What happened

Rivian Automotive (RIVN -0.49%) has been a widely followed electric vehicle (EV) stock since its successful IPO last fall. But the realities of ramping up manufacturing volume along with supply chain and inflation headwinds have soured investors' taste for the stock recently. Rivian shares are down about 40% in the last three months. But this week marked a turnaround. The stock was up as much as 15.5% at its peak this week and still remains 8.6% above last Friday's close on Thursday afternoon, according to data provided by S&P Global Market Intelligence.

Rear view of red Rivian R1T as it drives through off-road water.

Image source: Rivian Automotive.

So what

Some of the weekly gain comes from the tailwind of a rebound in many high-growth stocks. The tech-heavy Nasdaq Composite index itself has jumped 3% this week. But the EV sector has been particularly strong as several manufacturers have announced price increases to help offset rising raw material costs. Even some legacy automakers like General Motors have boosted prices recently on EV offerings

Now what

Many investors remain bullish on EV makers based on the continued strength in demand. Rivian had about 90,000 preorders for its R1 platform consumer trucks as of May 9, and another 100,000-vehicle order from early backer Amazon for its electric delivery van (EDV). 

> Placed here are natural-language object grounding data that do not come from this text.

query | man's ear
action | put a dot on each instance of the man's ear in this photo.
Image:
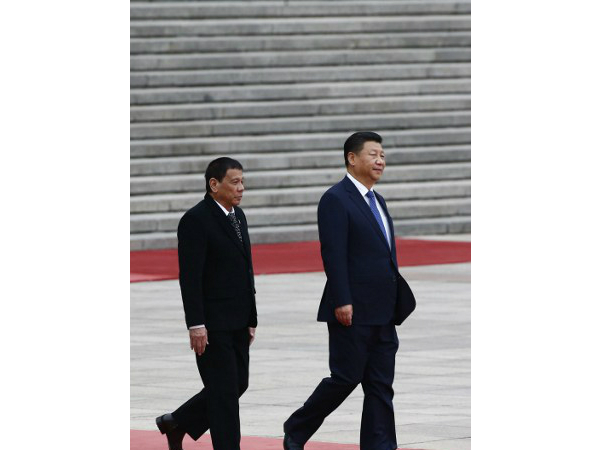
(351, 158)
(213, 183)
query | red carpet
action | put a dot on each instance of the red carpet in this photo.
(153, 440)
(294, 257)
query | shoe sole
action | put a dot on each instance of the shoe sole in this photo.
(159, 424)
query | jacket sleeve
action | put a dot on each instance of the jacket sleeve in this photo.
(333, 234)
(253, 314)
(192, 256)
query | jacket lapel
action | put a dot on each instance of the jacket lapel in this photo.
(364, 208)
(390, 225)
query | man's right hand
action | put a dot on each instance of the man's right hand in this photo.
(344, 315)
(198, 340)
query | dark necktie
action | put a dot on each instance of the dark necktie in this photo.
(236, 225)
(375, 212)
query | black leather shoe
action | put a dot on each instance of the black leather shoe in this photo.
(288, 444)
(167, 425)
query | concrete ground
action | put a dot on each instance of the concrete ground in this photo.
(289, 358)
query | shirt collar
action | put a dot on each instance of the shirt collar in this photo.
(223, 209)
(361, 187)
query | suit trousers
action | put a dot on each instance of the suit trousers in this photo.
(358, 354)
(224, 371)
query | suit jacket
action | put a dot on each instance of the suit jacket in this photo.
(361, 268)
(215, 270)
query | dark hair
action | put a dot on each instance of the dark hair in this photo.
(355, 142)
(218, 168)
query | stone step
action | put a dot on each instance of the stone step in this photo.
(298, 215)
(304, 91)
(300, 74)
(297, 178)
(180, 202)
(298, 25)
(273, 125)
(348, 41)
(301, 58)
(322, 107)
(209, 10)
(299, 160)
(295, 233)
(291, 142)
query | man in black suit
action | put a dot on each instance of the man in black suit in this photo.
(364, 297)
(217, 288)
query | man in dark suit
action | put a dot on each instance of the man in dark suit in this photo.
(217, 288)
(364, 297)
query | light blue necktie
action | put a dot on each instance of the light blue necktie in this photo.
(375, 212)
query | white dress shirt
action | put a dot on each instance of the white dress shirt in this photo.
(226, 213)
(363, 191)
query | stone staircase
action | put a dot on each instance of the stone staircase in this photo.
(280, 85)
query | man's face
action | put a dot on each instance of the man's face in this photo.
(369, 163)
(229, 191)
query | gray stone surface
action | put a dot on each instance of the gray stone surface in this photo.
(299, 42)
(289, 358)
(280, 85)
(204, 10)
(293, 108)
(299, 74)
(297, 25)
(302, 124)
(296, 90)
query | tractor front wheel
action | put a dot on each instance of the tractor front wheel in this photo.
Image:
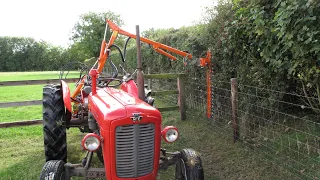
(53, 170)
(54, 125)
(190, 165)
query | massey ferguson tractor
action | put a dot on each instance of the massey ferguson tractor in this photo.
(123, 130)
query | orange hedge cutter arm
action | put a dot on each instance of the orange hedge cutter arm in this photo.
(104, 52)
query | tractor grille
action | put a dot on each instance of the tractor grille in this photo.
(134, 150)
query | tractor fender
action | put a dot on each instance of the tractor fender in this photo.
(66, 95)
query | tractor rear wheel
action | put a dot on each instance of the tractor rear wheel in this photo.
(53, 170)
(191, 164)
(54, 125)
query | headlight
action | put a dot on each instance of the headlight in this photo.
(170, 134)
(91, 142)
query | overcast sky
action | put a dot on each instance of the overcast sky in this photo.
(53, 20)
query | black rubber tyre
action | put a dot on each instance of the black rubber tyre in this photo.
(54, 125)
(53, 170)
(191, 165)
(100, 155)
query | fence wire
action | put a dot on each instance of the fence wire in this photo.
(277, 125)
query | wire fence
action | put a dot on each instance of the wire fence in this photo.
(278, 126)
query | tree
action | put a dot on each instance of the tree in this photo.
(88, 32)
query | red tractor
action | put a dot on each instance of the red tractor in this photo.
(123, 130)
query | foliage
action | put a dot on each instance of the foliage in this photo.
(26, 54)
(269, 44)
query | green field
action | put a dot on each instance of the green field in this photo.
(22, 147)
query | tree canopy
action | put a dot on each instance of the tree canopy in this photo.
(88, 32)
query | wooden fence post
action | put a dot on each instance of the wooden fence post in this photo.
(182, 97)
(234, 104)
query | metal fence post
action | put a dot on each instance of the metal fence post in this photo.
(234, 104)
(182, 97)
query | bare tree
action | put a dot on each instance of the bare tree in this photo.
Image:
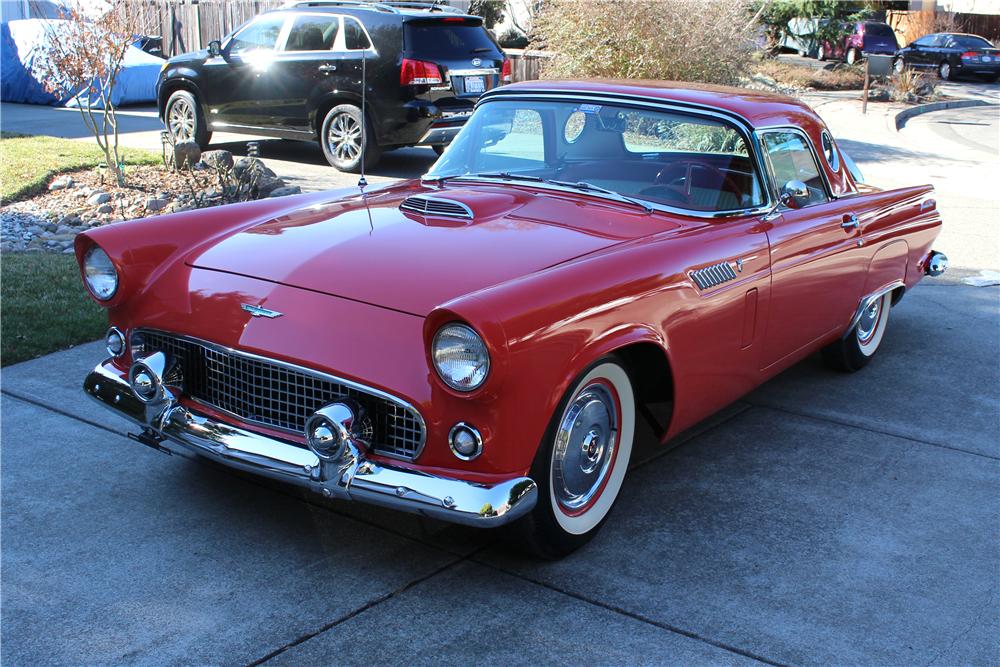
(81, 58)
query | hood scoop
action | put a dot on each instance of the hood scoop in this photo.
(432, 205)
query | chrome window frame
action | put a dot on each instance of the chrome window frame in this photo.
(742, 125)
(319, 375)
(828, 190)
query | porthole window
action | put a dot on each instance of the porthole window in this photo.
(574, 126)
(830, 152)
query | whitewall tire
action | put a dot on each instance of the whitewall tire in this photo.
(582, 461)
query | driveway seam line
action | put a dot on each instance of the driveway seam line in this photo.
(360, 610)
(829, 420)
(633, 615)
(38, 403)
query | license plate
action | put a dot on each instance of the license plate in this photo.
(475, 84)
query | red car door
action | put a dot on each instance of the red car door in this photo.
(817, 271)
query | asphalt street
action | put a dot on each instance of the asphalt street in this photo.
(824, 519)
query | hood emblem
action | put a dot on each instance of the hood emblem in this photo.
(258, 311)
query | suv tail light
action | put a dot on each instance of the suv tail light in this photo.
(419, 73)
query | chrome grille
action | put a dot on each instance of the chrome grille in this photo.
(425, 205)
(710, 276)
(282, 396)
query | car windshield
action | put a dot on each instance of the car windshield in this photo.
(680, 160)
(970, 42)
(878, 30)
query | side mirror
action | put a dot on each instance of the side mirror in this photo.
(794, 194)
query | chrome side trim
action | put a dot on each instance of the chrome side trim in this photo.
(867, 301)
(711, 276)
(308, 371)
(352, 477)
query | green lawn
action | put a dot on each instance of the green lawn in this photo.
(45, 306)
(27, 163)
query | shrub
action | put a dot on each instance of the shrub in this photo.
(684, 40)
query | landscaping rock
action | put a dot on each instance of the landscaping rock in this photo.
(61, 183)
(186, 154)
(154, 204)
(251, 166)
(285, 191)
(222, 160)
(267, 184)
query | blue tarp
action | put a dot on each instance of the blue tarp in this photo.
(19, 41)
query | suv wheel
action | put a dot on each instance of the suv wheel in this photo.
(184, 119)
(341, 138)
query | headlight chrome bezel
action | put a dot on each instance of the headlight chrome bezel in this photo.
(472, 335)
(91, 272)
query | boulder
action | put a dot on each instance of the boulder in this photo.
(154, 204)
(285, 191)
(61, 183)
(251, 166)
(186, 154)
(219, 160)
(266, 185)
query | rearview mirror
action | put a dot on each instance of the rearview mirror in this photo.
(795, 194)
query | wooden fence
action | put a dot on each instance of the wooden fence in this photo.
(189, 25)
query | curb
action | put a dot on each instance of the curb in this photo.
(907, 114)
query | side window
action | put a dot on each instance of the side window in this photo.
(791, 160)
(354, 35)
(312, 33)
(261, 34)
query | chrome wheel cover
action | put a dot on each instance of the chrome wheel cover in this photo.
(585, 447)
(343, 137)
(181, 120)
(869, 321)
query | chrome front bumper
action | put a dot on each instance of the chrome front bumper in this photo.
(352, 477)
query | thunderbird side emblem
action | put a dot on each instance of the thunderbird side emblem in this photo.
(257, 311)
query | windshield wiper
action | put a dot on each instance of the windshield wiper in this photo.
(584, 186)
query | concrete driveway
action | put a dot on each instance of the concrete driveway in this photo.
(824, 519)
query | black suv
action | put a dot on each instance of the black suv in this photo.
(296, 73)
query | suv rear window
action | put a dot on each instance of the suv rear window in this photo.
(440, 39)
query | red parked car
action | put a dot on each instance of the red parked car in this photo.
(477, 345)
(867, 38)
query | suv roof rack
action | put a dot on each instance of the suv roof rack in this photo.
(384, 6)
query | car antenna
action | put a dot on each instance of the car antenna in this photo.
(362, 183)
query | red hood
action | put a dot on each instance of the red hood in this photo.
(395, 259)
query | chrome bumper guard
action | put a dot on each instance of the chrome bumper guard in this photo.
(351, 477)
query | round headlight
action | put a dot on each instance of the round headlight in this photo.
(102, 278)
(460, 357)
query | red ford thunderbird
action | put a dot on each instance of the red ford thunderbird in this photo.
(477, 345)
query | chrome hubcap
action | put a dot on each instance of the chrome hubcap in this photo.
(181, 120)
(869, 321)
(585, 447)
(343, 138)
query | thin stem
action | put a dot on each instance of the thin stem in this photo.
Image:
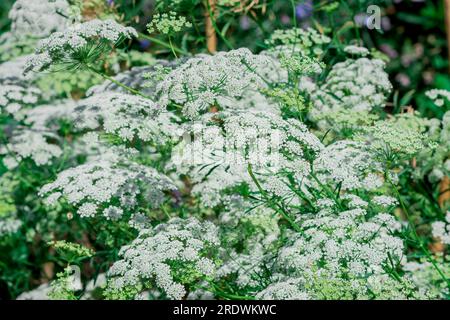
(171, 47)
(120, 84)
(212, 38)
(164, 44)
(416, 235)
(275, 206)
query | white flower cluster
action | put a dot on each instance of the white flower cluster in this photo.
(225, 144)
(127, 116)
(11, 72)
(349, 164)
(28, 143)
(441, 230)
(359, 85)
(342, 243)
(38, 18)
(167, 23)
(439, 96)
(336, 251)
(14, 97)
(204, 81)
(46, 117)
(400, 135)
(9, 226)
(170, 253)
(356, 51)
(108, 187)
(306, 41)
(63, 47)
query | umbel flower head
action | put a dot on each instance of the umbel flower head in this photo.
(32, 144)
(38, 18)
(340, 254)
(168, 256)
(205, 81)
(79, 45)
(109, 188)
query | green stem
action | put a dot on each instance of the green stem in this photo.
(172, 48)
(416, 235)
(164, 44)
(213, 21)
(120, 84)
(275, 206)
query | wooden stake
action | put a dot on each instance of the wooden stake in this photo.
(447, 25)
(444, 192)
(210, 31)
(444, 189)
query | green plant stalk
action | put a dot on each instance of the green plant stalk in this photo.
(273, 205)
(120, 84)
(213, 21)
(416, 236)
(164, 44)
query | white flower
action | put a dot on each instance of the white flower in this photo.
(61, 47)
(103, 181)
(157, 254)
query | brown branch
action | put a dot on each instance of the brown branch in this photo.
(210, 31)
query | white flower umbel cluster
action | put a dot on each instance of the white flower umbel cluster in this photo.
(399, 136)
(435, 163)
(38, 18)
(225, 143)
(169, 256)
(349, 164)
(356, 51)
(48, 116)
(9, 226)
(11, 72)
(79, 44)
(111, 189)
(14, 97)
(127, 116)
(250, 234)
(428, 280)
(39, 146)
(306, 41)
(441, 229)
(202, 82)
(359, 85)
(340, 255)
(167, 23)
(439, 96)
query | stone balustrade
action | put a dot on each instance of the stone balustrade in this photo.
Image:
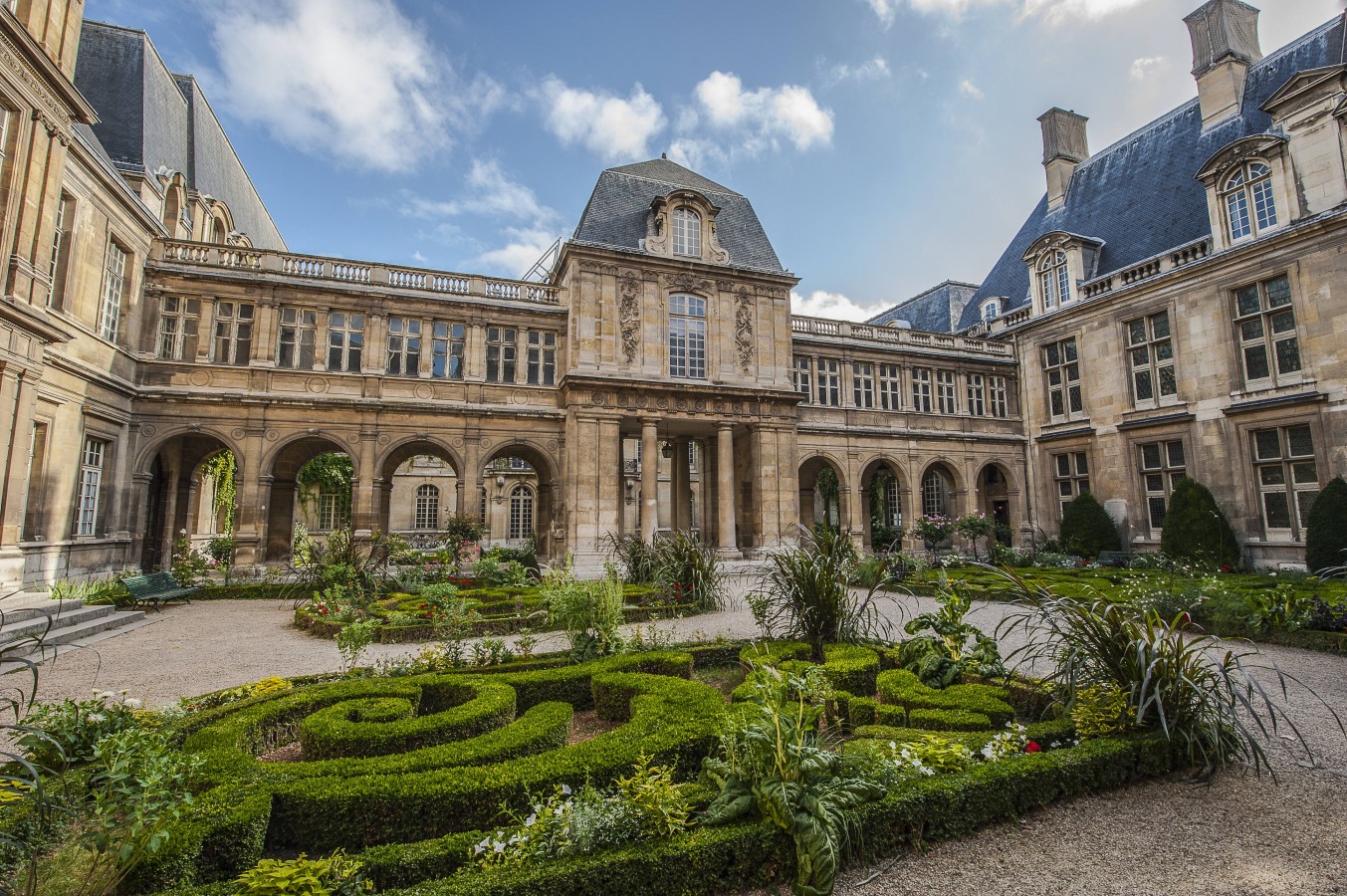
(310, 267)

Rivian also has about $17 billion in cash that CEO R.J. Scaringe has said will carry it through 2025. That's when the company plans to have a second production facility built as well as when it expects to be ramping up production on its next-generation R2 platform vehicles. 

The question will be whether the company is bringing in meaningful revenue and producing positive cash flow by that time. Most of its preorder backlog will be sold to customers at prices quoted at the time reservations were made, prior to an increase announced this spring. That's going to pressure Rivian's margins for at least the next year or two. The company only plans to produce 25,000 vehicles this year, and one third are expected to be the EDVs for Amazon. 

This week's jump in shares isn't as impressive when one looks at the stock move in total so far in 2022. Shares remain down more than 70% year to date, which puts this week's move more in perspective. The stock is likely to remain volatile as Rivian works to surmount its supply chain and cost challenges. Investors should keep an eye on how much production is expected to improve in 2023 once the company offers guidance. If it doesn't announce a significant jump, expect shares to remain down for much longer.